Değerli Milletvekilleri;
Size bir şey anlatacağım ama fıkra değil!
Edirne’deki bir projeden bahsedeceğim.
İktidarın yıllardır “ha bitti ha bitecek” diye oyaladığı hızlı tren
projesi kapsamında bir viyadük inşa edildi. Bu viyadük öyle bir yerde
ki… Edirne’nin merkezindeki iki mahalleyi birbirine bağlıyor. Sosyal
medyada da gündem oldu, belki görmüşsünüzdür. Görmek isteyene…
Viyadükte 2 araç aynı anda, yan yana geçemiyor. Vatandaş
şikayet ediyor.

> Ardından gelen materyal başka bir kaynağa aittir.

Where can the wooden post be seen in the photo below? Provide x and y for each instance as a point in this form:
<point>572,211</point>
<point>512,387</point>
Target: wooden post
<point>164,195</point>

Çözümü Edirne Valimiz Sayın Yunus Sezer buluyor.
Yolun iki kenarındaki yaya yollarından biri iptal ediliyor, yol
genişletme çalışmaları başlatılıyor.
Vali Bey doğru olanı yapmış, vatandaşın derdini çözmüş de…
Şimdi bu kamu zararı değil midir? Valiler, halka hizmet etmek için
sizin yanlışlarınızı düzeltmek görevlileri midir?
Bitmeyen projeler para yutuyor, biten projeler para yutuyor,
sizinki para yutma iktidarı olmuş!
Değerli Milletvekilleri;
Edirne, tarih kenti olmasının yanında tarımsal üretimle de ön
planda olan bir kent. Ne yazık ki iktidarın yanlış ekonomi ve tarım
politikaları, üreticilerimizi bitirdi, mahvetti.
Çiftçilerimiz artık üretimden vazgeçmek üzere.
Her fırsatta vurguluyoruz, milli gelirin en az yüzde 1’ini tarımsal
destek olarak vermek zorundasınız ancak vermiyorsunuz! Resmen
yasayı uygulamıyorsunuz.
Yaptığınız kelime oyunları ile güya destek veriyormuş gibi
yapıyorsunuz.
Bir haberden bahsetmek istiyorum. Türkiye’nin küresel haber
ajansı olan Anadolu Ajansı yapmış haberi.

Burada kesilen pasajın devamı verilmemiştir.